ふだん生活をしている中で、あまり気にすることも無いけれど、重要な役割をしている部材に「巾木(はばき)」というものがあります。
「巾木」は、壁面と床の接面の壁側に付いている部材で、部屋の用途によって材質や形状などに多少違いはありますが、役割は同じです。
戸建などの居室だと、比較的に木で作られた「木巾木」が用いられることが多いです。
理由は見た目も良く、直線的に綺麗に仕上げられるからです。
【木巾木】
逆に事務所や公共施設などは、塩化ビニルで造られた「ソフト巾木」と呼ばれる物が付いていることが多いです。
「ソフト巾木」は軟質のため、壁面の不陸(でこぼこ)に影響を受けやすい為、仕上がりが良く見えない場合があります。
メリットは単価が安く施工や交換が簡単という点です。
【ソフト巾木】
用途としては2つあり、1つは壁面と床面の取り合い部分を、巾木で覆うことにより、仕上がりを綺麗に見せる役割。
特にフローリングは、巾木が無い状態だと切り口を綺麗合わせないとならず、仕上がりを綺麗に見せるのは大変です。
また、フローリングが収縮するクリアランス確保をしているという側面もあるので、巾木が付かない場合には、ゴムパッキンを入れるなどの対策が必要になってきます。
体育館などで見かける方法です。
2つ目は、壁面を汚れや衝撃から守るガードとしての役目です。
つま先を壁にぶつけたり、掃除機で掃除をしている時に壁面に擦ってしまった時も巾木があるおかげで壁が壊れたり、汚れたりせずに済んでいます。

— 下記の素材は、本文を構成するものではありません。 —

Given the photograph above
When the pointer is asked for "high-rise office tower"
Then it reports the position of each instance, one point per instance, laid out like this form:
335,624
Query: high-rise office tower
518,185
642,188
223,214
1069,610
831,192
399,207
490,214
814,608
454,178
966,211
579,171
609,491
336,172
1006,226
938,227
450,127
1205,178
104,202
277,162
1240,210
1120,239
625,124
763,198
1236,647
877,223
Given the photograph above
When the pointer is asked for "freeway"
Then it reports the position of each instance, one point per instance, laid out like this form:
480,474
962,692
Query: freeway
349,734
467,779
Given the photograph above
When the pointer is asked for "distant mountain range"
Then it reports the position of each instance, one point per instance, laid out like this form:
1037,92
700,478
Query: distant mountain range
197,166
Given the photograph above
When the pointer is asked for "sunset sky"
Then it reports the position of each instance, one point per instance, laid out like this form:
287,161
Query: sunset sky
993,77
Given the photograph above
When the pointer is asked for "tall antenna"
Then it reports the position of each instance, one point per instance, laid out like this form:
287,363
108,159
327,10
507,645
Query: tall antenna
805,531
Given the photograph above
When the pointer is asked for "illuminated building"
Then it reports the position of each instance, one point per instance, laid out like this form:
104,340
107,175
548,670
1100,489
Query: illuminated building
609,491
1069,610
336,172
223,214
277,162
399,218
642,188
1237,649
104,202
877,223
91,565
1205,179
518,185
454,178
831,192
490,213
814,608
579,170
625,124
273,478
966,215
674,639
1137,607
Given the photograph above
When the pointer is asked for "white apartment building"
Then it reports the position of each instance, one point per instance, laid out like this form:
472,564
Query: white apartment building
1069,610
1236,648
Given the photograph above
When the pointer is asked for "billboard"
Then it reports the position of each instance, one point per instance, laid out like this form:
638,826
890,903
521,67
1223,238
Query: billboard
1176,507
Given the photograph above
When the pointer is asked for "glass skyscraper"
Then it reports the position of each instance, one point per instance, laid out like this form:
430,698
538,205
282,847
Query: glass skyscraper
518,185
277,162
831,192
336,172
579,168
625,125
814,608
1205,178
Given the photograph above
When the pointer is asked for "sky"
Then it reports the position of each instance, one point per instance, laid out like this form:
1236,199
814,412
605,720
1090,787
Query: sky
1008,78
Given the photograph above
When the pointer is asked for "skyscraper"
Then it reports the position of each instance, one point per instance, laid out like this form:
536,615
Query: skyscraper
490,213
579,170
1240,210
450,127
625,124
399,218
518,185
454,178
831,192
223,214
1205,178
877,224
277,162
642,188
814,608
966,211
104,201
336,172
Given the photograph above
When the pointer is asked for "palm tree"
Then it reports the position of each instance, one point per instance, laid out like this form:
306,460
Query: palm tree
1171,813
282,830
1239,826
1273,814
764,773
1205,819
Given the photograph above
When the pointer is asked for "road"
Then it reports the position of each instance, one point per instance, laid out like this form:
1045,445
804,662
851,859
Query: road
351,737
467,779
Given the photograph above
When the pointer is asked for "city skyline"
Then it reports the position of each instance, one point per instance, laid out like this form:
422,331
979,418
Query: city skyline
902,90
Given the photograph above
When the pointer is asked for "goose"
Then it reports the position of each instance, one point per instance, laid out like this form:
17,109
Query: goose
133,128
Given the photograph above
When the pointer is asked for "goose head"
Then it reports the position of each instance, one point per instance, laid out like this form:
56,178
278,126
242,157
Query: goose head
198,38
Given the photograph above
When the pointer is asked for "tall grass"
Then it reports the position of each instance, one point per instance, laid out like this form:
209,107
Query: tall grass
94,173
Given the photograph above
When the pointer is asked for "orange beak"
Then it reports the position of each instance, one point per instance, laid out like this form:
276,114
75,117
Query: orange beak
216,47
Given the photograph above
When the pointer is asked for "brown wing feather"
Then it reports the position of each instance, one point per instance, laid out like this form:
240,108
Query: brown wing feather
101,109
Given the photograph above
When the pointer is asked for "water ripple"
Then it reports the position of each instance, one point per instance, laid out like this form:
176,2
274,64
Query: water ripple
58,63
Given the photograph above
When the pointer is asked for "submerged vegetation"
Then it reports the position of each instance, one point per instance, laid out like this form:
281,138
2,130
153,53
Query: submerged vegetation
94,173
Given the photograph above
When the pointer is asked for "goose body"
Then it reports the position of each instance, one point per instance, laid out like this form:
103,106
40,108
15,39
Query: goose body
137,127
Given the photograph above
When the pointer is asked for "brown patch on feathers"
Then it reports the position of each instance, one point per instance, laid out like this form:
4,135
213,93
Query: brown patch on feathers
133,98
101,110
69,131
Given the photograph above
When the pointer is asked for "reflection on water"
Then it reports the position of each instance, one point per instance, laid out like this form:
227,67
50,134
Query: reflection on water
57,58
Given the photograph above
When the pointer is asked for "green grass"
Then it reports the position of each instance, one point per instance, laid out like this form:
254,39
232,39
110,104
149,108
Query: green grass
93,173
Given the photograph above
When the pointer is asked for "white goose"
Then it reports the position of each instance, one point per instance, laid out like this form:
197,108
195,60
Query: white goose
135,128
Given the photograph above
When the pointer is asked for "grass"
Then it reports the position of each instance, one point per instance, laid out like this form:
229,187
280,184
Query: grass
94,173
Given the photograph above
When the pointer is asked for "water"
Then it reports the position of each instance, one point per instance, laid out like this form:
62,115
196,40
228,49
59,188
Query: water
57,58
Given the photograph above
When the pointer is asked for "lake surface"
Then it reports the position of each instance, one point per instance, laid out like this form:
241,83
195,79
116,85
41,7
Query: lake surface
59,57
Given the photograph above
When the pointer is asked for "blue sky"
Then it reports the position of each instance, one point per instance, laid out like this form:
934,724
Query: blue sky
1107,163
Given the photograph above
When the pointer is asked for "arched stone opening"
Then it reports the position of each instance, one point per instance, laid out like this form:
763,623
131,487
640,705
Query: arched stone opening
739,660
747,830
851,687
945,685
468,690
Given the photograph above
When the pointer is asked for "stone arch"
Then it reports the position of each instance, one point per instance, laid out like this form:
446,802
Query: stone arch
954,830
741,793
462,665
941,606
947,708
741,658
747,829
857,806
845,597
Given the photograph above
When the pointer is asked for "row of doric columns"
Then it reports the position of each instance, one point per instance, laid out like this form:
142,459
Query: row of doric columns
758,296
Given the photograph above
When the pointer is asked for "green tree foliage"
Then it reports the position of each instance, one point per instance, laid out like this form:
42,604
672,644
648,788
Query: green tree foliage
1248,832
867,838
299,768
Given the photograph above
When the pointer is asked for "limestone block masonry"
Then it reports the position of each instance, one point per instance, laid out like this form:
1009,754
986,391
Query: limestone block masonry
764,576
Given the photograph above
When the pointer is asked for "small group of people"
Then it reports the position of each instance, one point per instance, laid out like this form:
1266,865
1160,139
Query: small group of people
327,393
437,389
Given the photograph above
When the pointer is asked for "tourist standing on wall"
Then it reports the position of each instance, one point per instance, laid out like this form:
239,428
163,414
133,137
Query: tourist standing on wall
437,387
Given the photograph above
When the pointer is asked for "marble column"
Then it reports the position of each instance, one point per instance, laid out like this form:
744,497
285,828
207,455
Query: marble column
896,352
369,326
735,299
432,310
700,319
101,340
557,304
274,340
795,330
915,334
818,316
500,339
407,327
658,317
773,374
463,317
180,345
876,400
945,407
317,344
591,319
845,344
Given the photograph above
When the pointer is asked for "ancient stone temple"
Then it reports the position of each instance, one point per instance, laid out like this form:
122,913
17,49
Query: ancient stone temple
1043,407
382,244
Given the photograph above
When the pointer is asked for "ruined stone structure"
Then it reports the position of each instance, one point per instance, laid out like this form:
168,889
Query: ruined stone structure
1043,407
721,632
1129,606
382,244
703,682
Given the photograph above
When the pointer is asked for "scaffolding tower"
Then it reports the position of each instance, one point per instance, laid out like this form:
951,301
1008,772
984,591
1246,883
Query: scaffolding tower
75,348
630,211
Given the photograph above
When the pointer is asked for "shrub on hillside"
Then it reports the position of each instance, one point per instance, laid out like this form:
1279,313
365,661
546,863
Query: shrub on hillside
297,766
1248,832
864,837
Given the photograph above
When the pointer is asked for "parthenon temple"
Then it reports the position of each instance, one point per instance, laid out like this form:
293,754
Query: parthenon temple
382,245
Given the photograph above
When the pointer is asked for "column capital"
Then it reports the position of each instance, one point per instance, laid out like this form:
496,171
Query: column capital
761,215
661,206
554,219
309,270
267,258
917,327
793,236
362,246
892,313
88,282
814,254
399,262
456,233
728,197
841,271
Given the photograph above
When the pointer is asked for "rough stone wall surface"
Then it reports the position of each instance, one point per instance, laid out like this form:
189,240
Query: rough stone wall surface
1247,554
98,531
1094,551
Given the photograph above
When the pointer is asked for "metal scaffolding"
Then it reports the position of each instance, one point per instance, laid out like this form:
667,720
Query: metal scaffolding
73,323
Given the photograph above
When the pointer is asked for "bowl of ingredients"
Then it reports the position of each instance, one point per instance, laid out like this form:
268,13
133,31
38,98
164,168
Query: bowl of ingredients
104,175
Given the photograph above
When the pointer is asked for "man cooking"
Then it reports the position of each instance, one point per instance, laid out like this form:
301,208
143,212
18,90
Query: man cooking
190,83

一般的に、壁面の下地は石膏で作られた板を張って造られていますので、端や角は衝撃に弱く、すぐに崩れたり、割れてしまいます。
また、壁面の仕上げ材も巾木に比べると汚れが付着しやすく、汚れを落としにくいことが多いです。
目立たないけれど、建物を快適に使うために重要な部材なのです。